The premise of The Effects of Gamma Rays on Man-In-The-Moon Marigolds follows a mother and her two daughters as the go about their daily lives. The mother, however, does not think the girls should be going to school. She believes that they should be attending to their domestic duties. One daughter, Tillie (short for Matilda) is an intelligent student who is enthusiastic about science. The other daughter, Tillie has been kept home for so long that the school is calling on account of her truency. The mother, Beatrice, displays typical anti-intellectual attitudes, especially towards the daughters' schooling.
This play occurs during a period of time when America was shifting into post-modernity. To that extent, there is a disconnect between the parent, who belongs to an era before mass education and the children who are living in a time of intellectual freedom as well as an approaching civil equality between the sexes.
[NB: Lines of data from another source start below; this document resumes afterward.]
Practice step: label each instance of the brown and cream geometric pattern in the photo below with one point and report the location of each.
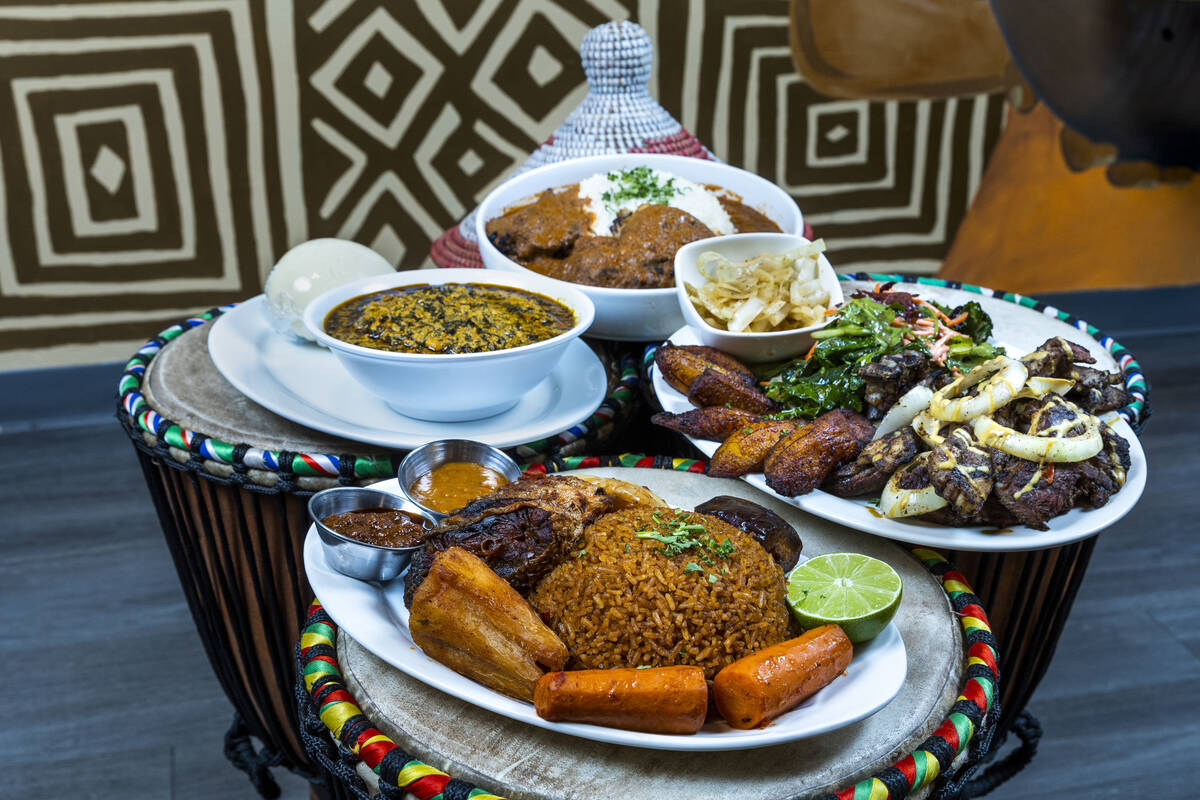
(157, 156)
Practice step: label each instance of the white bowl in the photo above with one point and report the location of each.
(774, 346)
(457, 386)
(630, 314)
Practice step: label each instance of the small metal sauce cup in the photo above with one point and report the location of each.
(430, 456)
(349, 555)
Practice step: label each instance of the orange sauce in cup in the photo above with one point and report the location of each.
(454, 485)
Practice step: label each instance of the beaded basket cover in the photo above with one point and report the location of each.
(617, 115)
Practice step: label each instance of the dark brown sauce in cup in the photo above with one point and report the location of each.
(379, 527)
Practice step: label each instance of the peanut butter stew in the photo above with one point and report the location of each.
(451, 486)
(621, 229)
(378, 527)
(449, 318)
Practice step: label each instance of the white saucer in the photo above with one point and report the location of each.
(304, 383)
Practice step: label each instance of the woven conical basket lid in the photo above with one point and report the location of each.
(617, 115)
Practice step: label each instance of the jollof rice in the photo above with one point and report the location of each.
(619, 601)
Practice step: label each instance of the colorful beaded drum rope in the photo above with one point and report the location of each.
(399, 770)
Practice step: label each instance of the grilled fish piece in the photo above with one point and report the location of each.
(522, 530)
(745, 449)
(870, 471)
(802, 459)
(718, 388)
(469, 619)
(713, 423)
(960, 471)
(683, 364)
(768, 528)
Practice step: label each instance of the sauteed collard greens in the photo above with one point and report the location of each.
(448, 318)
(864, 331)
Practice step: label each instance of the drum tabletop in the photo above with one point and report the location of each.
(517, 761)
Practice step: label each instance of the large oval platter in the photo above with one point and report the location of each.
(1020, 330)
(375, 615)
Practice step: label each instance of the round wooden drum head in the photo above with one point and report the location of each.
(517, 761)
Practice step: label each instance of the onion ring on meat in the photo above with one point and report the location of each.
(897, 501)
(1056, 450)
(1037, 388)
(1005, 377)
(928, 428)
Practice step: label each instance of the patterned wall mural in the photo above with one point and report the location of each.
(157, 156)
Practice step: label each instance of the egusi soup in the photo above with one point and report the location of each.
(448, 318)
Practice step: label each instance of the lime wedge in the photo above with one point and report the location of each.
(852, 590)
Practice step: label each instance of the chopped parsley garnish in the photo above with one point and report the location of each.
(681, 533)
(639, 184)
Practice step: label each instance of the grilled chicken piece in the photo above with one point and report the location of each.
(768, 528)
(891, 377)
(522, 530)
(870, 471)
(682, 365)
(713, 423)
(719, 388)
(469, 619)
(802, 459)
(745, 449)
(960, 471)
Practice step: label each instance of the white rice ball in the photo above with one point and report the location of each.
(309, 270)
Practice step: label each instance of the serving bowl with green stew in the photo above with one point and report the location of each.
(449, 344)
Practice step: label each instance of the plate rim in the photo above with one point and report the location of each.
(227, 326)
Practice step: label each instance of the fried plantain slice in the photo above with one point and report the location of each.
(681, 365)
(714, 422)
(745, 449)
(469, 619)
(715, 388)
(801, 461)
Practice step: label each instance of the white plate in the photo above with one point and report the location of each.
(1019, 330)
(304, 383)
(377, 619)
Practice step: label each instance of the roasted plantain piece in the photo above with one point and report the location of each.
(802, 459)
(469, 619)
(715, 388)
(714, 423)
(681, 365)
(745, 449)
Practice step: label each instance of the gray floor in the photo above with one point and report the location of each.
(111, 696)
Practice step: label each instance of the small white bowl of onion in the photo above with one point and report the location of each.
(757, 296)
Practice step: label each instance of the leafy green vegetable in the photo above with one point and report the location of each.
(829, 379)
(978, 323)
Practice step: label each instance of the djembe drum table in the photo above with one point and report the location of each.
(378, 729)
(231, 482)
Zindel has done an affective job at characterizing the post-nuclear family: the father is absent, dead since the beginning of the story, the daughters each come to represent a different attitude of their generation, and the mother is clinging to conventional ideas about the sexes and what women should and should not be doing. This is a theme to watch out for in YA literature.
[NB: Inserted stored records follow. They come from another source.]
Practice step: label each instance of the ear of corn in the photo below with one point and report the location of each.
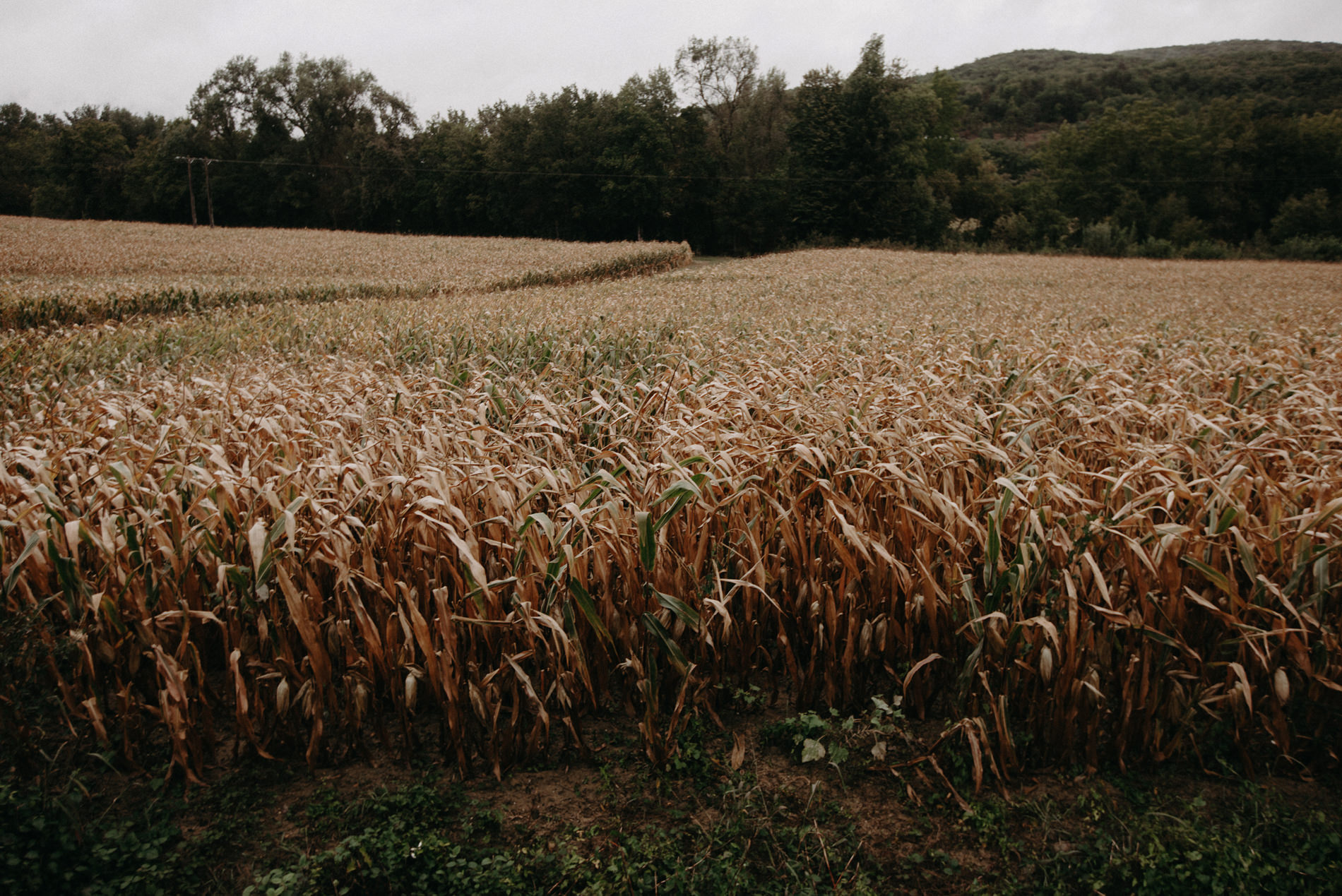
(1090, 502)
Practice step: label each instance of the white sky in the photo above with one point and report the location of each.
(149, 55)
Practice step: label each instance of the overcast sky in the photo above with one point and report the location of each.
(149, 55)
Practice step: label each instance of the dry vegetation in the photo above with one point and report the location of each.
(61, 273)
(1079, 508)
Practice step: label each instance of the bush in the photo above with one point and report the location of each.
(1312, 249)
(1154, 249)
(1208, 250)
(1106, 239)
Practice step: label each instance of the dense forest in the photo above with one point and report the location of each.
(1201, 152)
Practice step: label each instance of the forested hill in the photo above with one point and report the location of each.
(1030, 90)
(1218, 150)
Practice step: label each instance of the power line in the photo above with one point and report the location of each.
(766, 179)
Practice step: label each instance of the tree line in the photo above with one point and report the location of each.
(713, 150)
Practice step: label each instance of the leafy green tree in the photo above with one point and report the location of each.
(22, 153)
(862, 153)
(329, 143)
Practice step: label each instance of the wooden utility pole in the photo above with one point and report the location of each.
(191, 188)
(210, 201)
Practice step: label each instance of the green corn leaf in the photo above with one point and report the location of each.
(678, 608)
(647, 539)
(588, 608)
(667, 643)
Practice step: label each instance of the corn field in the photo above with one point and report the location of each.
(1078, 508)
(66, 273)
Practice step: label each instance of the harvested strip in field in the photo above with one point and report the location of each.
(57, 273)
(1083, 510)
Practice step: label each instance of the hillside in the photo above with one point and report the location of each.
(1027, 90)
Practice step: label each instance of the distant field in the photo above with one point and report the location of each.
(1085, 510)
(54, 273)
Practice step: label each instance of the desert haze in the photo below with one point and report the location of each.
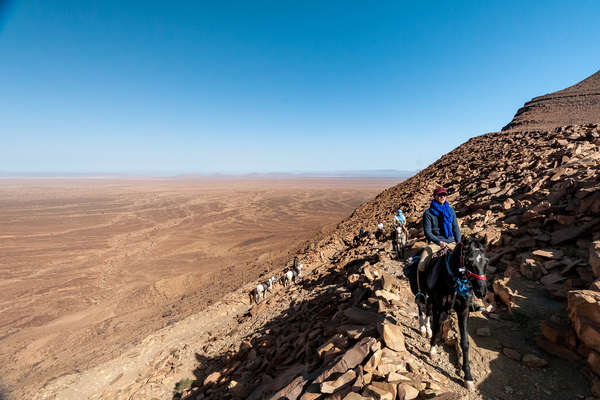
(89, 266)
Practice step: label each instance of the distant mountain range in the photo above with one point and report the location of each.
(375, 173)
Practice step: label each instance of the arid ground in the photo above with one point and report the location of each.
(91, 266)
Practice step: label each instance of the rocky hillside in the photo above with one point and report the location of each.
(349, 329)
(574, 105)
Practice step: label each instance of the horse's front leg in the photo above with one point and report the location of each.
(464, 344)
(435, 331)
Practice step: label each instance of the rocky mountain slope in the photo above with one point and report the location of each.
(349, 330)
(574, 105)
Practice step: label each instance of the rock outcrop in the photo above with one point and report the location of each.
(532, 195)
(575, 105)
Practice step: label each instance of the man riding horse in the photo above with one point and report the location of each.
(442, 232)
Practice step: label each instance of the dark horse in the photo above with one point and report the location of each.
(460, 274)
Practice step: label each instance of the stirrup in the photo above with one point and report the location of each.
(420, 298)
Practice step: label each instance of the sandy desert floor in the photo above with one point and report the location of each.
(91, 266)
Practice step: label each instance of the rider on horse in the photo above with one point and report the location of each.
(441, 230)
(400, 221)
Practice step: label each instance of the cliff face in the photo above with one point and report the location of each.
(575, 105)
(532, 192)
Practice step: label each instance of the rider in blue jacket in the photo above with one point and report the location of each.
(441, 230)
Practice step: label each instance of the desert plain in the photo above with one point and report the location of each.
(91, 266)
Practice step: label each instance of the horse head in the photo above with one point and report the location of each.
(473, 263)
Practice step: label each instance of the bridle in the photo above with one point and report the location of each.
(468, 273)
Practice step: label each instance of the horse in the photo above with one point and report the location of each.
(400, 240)
(461, 275)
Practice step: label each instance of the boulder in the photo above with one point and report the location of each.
(530, 268)
(333, 386)
(584, 311)
(355, 396)
(382, 390)
(485, 331)
(388, 281)
(407, 392)
(594, 258)
(373, 362)
(512, 354)
(503, 292)
(362, 317)
(559, 334)
(212, 378)
(389, 296)
(350, 359)
(549, 254)
(393, 336)
(594, 362)
(533, 361)
(556, 349)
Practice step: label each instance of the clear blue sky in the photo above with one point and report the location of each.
(199, 86)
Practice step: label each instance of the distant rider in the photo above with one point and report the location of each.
(379, 235)
(400, 221)
(441, 230)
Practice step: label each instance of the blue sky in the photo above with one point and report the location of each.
(198, 86)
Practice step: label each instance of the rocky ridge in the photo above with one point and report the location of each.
(349, 330)
(575, 105)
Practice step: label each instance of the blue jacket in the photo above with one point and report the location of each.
(431, 227)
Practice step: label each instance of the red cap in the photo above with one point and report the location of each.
(440, 190)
Younger readers should sympathize to some degree with the daughters and the conflicting authority figures between home and school. The genre of young adult literature arose out of the desire to portray those young people who are both caught between the margin of child and adult, but also for those who might still be children if not for adult circumstances forcing them into maturity. This is one of the touchstones of YA literature, showing young people, too old to be children or too mature to be thought of as children, caught in a difficult situation that they must learn to handle like adults. The situations are not realistic in all cases, but they present a kind of life that may be true for some, but all will empathize with. In the case with The Effects of Gamma Rays on Man-In-The-Moon Marigolds perhaps creates a caricature of anachronistic attitudes post-WWII, but it vividly expresses some of the dangers of those attitudes when they are allowed to play out.